Pero como la decisión del jurado tiene que ser unánime, el juez tuvo que declarar nulo el juicio luego de que el jurado no alcanzara unanimidad por tercera vez. Ahora hay dos opciones posibles: declarar al caso cerrado o comenzar de nuevo.

Esta ha sido una victoria moral para Simón Trinidad y las FARC. A pesar de todos los terribles intentos de convencer al jurado de la naturaleza “terrorista” de Trinidad y su organización—denominado como tal por el gobierno de los Estados Unidos— no se consiguió una condena unánime.

Este juicio marca la primera vez que un insurgente colombiano, extraditado de su país, ha sido enjuiciado en los EEUU. Así se constituyó una vía nueva en la guerra “antiterrorista” de Washington.

Ocurrió al mismo tiempo en que “algunos tipos” de tortura han sido denominados legales por el mismo Congreso de los EEUU y cuando prisiones “secretas” encarcelan una suma no conocida de personas alrededor del mundo, fuera del escrutinio público. Al traer a Trinidad a los EEUU para enjuiciarlo, se intenta además eludir a los movimientos populares que reclaman justicia no solamente en Colombia, sino también en Latinoamérica y en el Medio Oriente.

Uribe visita a los EEUU

Este es un momento crucial en Colombia, donde el gobierno está enfrentando un escándalo que si progresa, puede llegar a implicar al mismo presidente.

Durante la semana del 13 de noviembre, el presidente colombiano Álvaro Uribe viajó apresuradamente a los Estados Unidos luego de que las elecciones de medio término aquí le dieran la mayoría en el Congreso al Partido Demócrata. Uribe quería asegurarse que los Demócratas siguieran la política actual del Plan Colombia y el Acuerdo de Libre Comercio entre Colombia y los EEUU. Pero ya que fue un presidente Demócrata, Bill Clinton quien inició el Plan Colombia que ha otorgado más de $3 mil millones en ayuda a Uribe para la “guerra contra el narcotráfico” es probable que la política continúe igual.

Durante el último de sus numerosos viajes a Washington, Uribe rápidamente comentó sobre el caso de Trinidad, diciendo que su condena en última instancia “traería la paz”. Las FARC, por otro lado, han publicado una carta abierta a intelectuales, artistas y al pueblo de los EEUU solicitando que le pidan a la administración de Bush que ayude para que se logre un canje de prisioneros que incluiría a los tres agentes de los EEUU y a Trinidad.

Sin embargo en Colombia, Uribe tuvo que ser presionado, incluso hasta por representantes de la oligarquía, para que se declarara sobre el actual escándalo de su gobierno.

Paramilitares en el Congreso

En un dramático y sorprendente giro, la Corte Suprema de Justicia ha emitido una orden judicial pidiendo la detención de tres legisladores: los senadores Álvaro García y Jairo Enrique Merlano y el diputado Eric Julio Morris. Tanto García como Morris ya se han entregado a las autoridades. Están acusados de tener conexiones con los derechistas escuadrones de la muerte, o paramilitares —algo que es públicamente conocido desde hace tiempo.

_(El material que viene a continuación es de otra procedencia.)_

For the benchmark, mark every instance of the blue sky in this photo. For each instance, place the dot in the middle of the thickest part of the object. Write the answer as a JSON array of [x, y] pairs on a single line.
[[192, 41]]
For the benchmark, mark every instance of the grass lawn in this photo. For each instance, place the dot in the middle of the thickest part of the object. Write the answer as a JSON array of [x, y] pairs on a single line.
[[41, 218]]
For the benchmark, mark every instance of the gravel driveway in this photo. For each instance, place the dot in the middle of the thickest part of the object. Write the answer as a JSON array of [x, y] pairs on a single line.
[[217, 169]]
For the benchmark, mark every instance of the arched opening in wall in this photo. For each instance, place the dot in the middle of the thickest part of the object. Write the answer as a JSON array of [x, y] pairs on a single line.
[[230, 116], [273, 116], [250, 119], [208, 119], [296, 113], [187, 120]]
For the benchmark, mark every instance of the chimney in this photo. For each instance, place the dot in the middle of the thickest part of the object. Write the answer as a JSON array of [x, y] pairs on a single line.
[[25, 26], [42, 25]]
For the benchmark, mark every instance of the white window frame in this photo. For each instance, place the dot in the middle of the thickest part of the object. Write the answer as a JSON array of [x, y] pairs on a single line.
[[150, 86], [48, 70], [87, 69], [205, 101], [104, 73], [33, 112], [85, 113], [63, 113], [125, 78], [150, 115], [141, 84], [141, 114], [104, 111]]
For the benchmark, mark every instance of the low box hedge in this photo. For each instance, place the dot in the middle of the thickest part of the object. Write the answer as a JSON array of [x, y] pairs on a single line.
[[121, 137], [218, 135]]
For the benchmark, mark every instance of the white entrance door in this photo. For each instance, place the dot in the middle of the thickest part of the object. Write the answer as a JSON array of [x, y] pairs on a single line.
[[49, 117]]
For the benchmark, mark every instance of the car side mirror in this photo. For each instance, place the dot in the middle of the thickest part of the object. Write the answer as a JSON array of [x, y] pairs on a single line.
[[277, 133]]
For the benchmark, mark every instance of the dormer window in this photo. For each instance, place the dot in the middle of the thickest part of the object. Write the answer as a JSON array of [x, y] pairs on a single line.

Los paramilitares son responsables de narcotráfico y sangrientas masacres a través del país. Pertenecen al mismo partido político que nominó y eligió a Uribe, quien, por necesidad se verá implicado en el caso. La investigación, la cual el movimiento progresista colombiano considera que se está llevando a cabo muy lentamente, sigue, y se esperan más acusaciones.

Uribe no es ajeno a tales acusaciones; de hecho él era el número 82 —Pablo Escobar era el número 79— en la lista de los miembros y socios del Cartel de Medellín que tenía el ex presidente George H.W. Bush.

Su inclusión en esa lista dice: “82. Álvaro Uribe Vélez —un político colombiano y senador dedicado a la colaboración con el cartel de Medellín en altos niveles gubernamentales. Uribe estuvo asociado con una empresa involucrada en actividades relacionadas con el narcotráfico en los EEUU. Su padre fue asesinado en Colombia por su conexión con narcotraficantes. Uribe ha trabajado para el cartel de Medellín y es un socio cercano de Pablo Escobar Gaviria. Él ha participado en la campaña política de Escobar para ganar la posición de Parlamentario Suplente a Jorge (Ortega). Uribe ha sido uno de los políticos del senado que ha atacado todas formas del tratado de extradición”. (anncol.org, 15 de nov.)